Her phone rang. “Hey, Dev.”
“Feeling better?”
“I guess.” She started walking back toward the street where she was supposed to meet Harlan. “Good tip about the church.”
She had finally told Deven about the new moon, and in typical Deven fashion, he hadn’t expressed the slightest regret over the deaths; instead he had immediately suggested that since the new moon fell on a Saturday that month she should stake out a Catholic church to catch the postconfessional crowd the night before Mass.
“Ninety-five percent of the people there will be genuinely penitent over fairly pedestrian sins, but the rest want an audience,” he had said. “Murderers especially—if they get away with it, they have to brag, and they think a priest who can’t see their faces is ideal.”
“But won’t they have looked into the law and know they could still be arrested?

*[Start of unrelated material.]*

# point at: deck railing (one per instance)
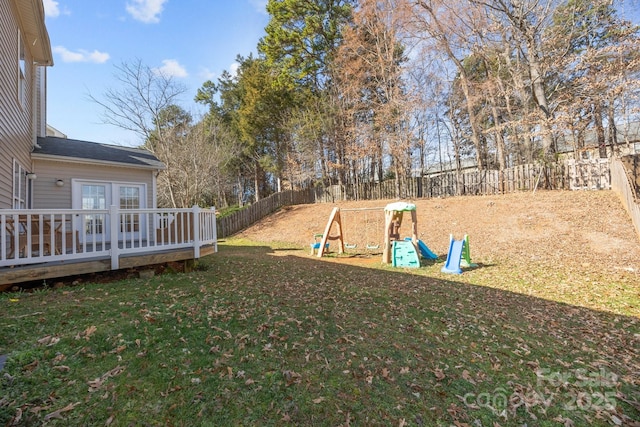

Texas doesn’t have confessional privilege.”
“TV and movies make it seem like every criminal is a mastermind, but the truth is, most of them are depressingly stupid.”
All she had to do was wait behind a tree, scanning people’s emotions. Deven was right—nearly all of them were good people who went into the church feeling bad about something and came out feeling better . . . but it didn’t take five minutes to find what she wanted.
“Have you heard anything from the raid?” Deven asked.
Miranda waited at the corner for the
Walk
sign to light, standing among a group of humans on various nighttime errands. Several were on their phones, too, but she was willing to bet they weren’t talking about vampire warfare. “Not yet. I’m heading home now to check the network, but if anything had gone awry I’m sure he or one of the Elite would have called. How’s the Codex coming?”
“It’s . . . weird.”
“You’ve had the thing for two weeks—I thought you’d have it all translated by now.”
“Well, I’m getting there, but there are a lot of symbols I’ve never seen before, and they’re key to understanding the text, so it’s going more slowly than expected. Unfortunately the sections I haven’t been able to finish are the ones that seem to apply to us.”
“Of course they are. This is our luck we’re talking about.”
“Fair point.” He paused. “Look . . . I know you’re having a hard time with killing humans. But there are thousands of people like the one you found tonight. Organized crime, drug dealers, pimps, Congress—lots of things besides vampires slink around in the darkness. We walk among the unrepentant every night. You will never have to take an innocent life, Miranda. You have to shift your perspective or guilt is going to eat you alive.” She could hear him smile ruefully. “Trust me. I used to be Catholic. Guilt is my heroin. But guilt never made anyone a better person, and neither did shame. You are a good person. You’re doing the best you can to do what’s right in a painful situation. Do you hear me?”